L’umanità sta dichiarando guerra alla natura e noi dobbiamo invece risanare la nostra relazione con essa. […] Dieci anni fa avevamo siglato degli impegni che avrebbero dovuto proteggere il nostro pianeta. Abbiamo in grande misura fallito.

Ma nei luoghi in cui sono stati eseguiti degli sforzi, i benefici alle nostre economie e alla salute umana e planetaria sono inconfutabili. La natura è resiliente ed è in grado di riprendersi se cessiamo il nostro implacabile assalto,

ha dichiarato Guterres facendo riferimento agli accordi firmati ad Aichi, Giappone, nel 2010.

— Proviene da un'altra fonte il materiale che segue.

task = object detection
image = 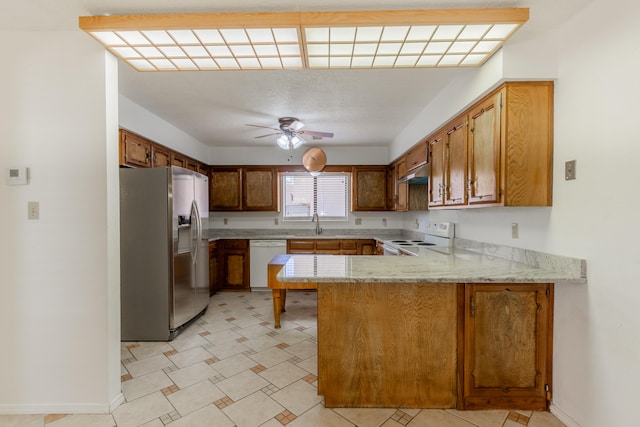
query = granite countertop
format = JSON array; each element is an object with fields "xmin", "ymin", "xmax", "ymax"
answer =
[{"xmin": 276, "ymin": 244, "xmax": 587, "ymax": 284}]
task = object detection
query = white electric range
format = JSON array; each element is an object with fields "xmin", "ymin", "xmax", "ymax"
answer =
[{"xmin": 381, "ymin": 222, "xmax": 455, "ymax": 256}]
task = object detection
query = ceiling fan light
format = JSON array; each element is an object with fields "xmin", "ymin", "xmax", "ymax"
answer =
[
  {"xmin": 291, "ymin": 135, "xmax": 305, "ymax": 148},
  {"xmin": 276, "ymin": 135, "xmax": 290, "ymax": 149}
]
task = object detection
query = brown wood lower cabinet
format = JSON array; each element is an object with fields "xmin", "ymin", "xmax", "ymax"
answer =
[
  {"xmin": 208, "ymin": 241, "xmax": 219, "ymax": 296},
  {"xmin": 316, "ymin": 281, "xmax": 553, "ymax": 410},
  {"xmin": 218, "ymin": 239, "xmax": 250, "ymax": 291},
  {"xmin": 461, "ymin": 283, "xmax": 553, "ymax": 410}
]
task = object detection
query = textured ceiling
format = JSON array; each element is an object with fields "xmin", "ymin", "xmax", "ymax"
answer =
[{"xmin": 3, "ymin": 0, "xmax": 591, "ymax": 148}]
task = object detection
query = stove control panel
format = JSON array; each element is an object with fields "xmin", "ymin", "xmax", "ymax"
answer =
[{"xmin": 425, "ymin": 222, "xmax": 454, "ymax": 239}]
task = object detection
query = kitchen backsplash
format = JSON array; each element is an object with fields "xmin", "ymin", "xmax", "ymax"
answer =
[{"xmin": 207, "ymin": 211, "xmax": 405, "ymax": 231}]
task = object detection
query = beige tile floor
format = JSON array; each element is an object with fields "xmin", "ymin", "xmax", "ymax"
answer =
[{"xmin": 0, "ymin": 291, "xmax": 567, "ymax": 427}]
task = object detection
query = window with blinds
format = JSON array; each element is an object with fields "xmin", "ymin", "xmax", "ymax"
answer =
[{"xmin": 282, "ymin": 172, "xmax": 350, "ymax": 220}]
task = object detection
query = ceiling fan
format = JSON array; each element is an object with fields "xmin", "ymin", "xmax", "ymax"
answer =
[{"xmin": 246, "ymin": 117, "xmax": 334, "ymax": 150}]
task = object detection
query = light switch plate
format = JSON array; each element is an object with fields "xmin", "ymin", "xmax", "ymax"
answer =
[
  {"xmin": 565, "ymin": 160, "xmax": 576, "ymax": 180},
  {"xmin": 28, "ymin": 201, "xmax": 39, "ymax": 220}
]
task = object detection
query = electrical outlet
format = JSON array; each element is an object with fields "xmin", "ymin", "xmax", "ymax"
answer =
[
  {"xmin": 511, "ymin": 223, "xmax": 519, "ymax": 239},
  {"xmin": 565, "ymin": 160, "xmax": 576, "ymax": 180},
  {"xmin": 355, "ymin": 218, "xmax": 362, "ymax": 225},
  {"xmin": 382, "ymin": 218, "xmax": 387, "ymax": 227},
  {"xmin": 274, "ymin": 218, "xmax": 279, "ymax": 225},
  {"xmin": 223, "ymin": 218, "xmax": 228, "ymax": 225},
  {"xmin": 415, "ymin": 218, "xmax": 420, "ymax": 229},
  {"xmin": 28, "ymin": 201, "xmax": 39, "ymax": 220}
]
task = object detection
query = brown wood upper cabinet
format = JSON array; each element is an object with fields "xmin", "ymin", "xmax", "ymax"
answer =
[
  {"xmin": 352, "ymin": 166, "xmax": 387, "ymax": 211},
  {"xmin": 119, "ymin": 129, "xmax": 208, "ymax": 176},
  {"xmin": 428, "ymin": 116, "xmax": 468, "ymax": 208},
  {"xmin": 445, "ymin": 116, "xmax": 468, "ymax": 207},
  {"xmin": 405, "ymin": 141, "xmax": 428, "ymax": 173},
  {"xmin": 467, "ymin": 92, "xmax": 501, "ymax": 205},
  {"xmin": 171, "ymin": 153, "xmax": 186, "ymax": 168},
  {"xmin": 384, "ymin": 162, "xmax": 406, "ymax": 211},
  {"xmin": 210, "ymin": 166, "xmax": 278, "ymax": 211},
  {"xmin": 395, "ymin": 163, "xmax": 409, "ymax": 212},
  {"xmin": 428, "ymin": 132, "xmax": 446, "ymax": 207},
  {"xmin": 244, "ymin": 167, "xmax": 278, "ymax": 211},
  {"xmin": 429, "ymin": 81, "xmax": 554, "ymax": 209},
  {"xmin": 120, "ymin": 130, "xmax": 152, "ymax": 168},
  {"xmin": 151, "ymin": 145, "xmax": 171, "ymax": 168},
  {"xmin": 210, "ymin": 167, "xmax": 242, "ymax": 211}
]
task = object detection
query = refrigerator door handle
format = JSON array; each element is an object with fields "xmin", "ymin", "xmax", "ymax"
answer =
[{"xmin": 190, "ymin": 200, "xmax": 201, "ymax": 265}]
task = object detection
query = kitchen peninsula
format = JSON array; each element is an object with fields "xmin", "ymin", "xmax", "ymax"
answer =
[{"xmin": 268, "ymin": 245, "xmax": 586, "ymax": 411}]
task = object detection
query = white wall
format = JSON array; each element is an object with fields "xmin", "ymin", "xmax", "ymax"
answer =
[
  {"xmin": 119, "ymin": 96, "xmax": 390, "ymax": 167},
  {"xmin": 399, "ymin": 0, "xmax": 640, "ymax": 425},
  {"xmin": 0, "ymin": 30, "xmax": 120, "ymax": 413},
  {"xmin": 119, "ymin": 95, "xmax": 210, "ymax": 163},
  {"xmin": 210, "ymin": 145, "xmax": 389, "ymax": 165},
  {"xmin": 209, "ymin": 210, "xmax": 403, "ymax": 231},
  {"xmin": 391, "ymin": 50, "xmax": 504, "ymax": 160}
]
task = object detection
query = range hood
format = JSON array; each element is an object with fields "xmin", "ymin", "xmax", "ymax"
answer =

All’evento, tenutosi online, erano presenti più di 100 capi di governo, molti dei quali hanno espresso tutto il loro supporto morale, sottolineando le preoccupazioni formali dei rispettivi paesi.

Il principe Carlo d’Inghilterra non ha usato mezzi termini, ha denunciato che ormai si sia agli sgoccioli e che sia necessario agire. Sulla stessa linea anche il premier francese Emanuel Macron, il quale ha urlato con convinzione che il 2021 debba essere l’anno del fare.

La perdita della biodiversità e la degradazione dell’ecosistema rappresentano un rischio prioritario alla sopravvivenza umana,

ha lamentato il Presidente della Repubblica Popolare Cinese, Xi Jinping.

Via Twitter, l’attivista svedese Greta Thunberg commenta l’incontro con malcelata acidità, facendo notare che su carta sia molto facile impegnarsi, ma che poi nessuno porti avanti le draconiane riforme necessarie a che i buoni propositi vengano concretizzati.

 

 

Un’osservazione tutto sommato opportuna, se si considera che il fallimento degli impegni presi per il 2020 finisce inesorabilmente per replicare il fallimento di quelli che avrebbero dovuto attenuare le criticità entro il 2010.

Ora l’asticella si sposta nuovamente di dieci anni, nel 2030, con molti dei membri ONU che hanno firmato un nuovo patto in difesa della natura. Il Brasile, l’India, gli Stati Uniti e la Cina, i paesi più inquinanti al mondo, si sono astenuti dal prendere parte al progetto.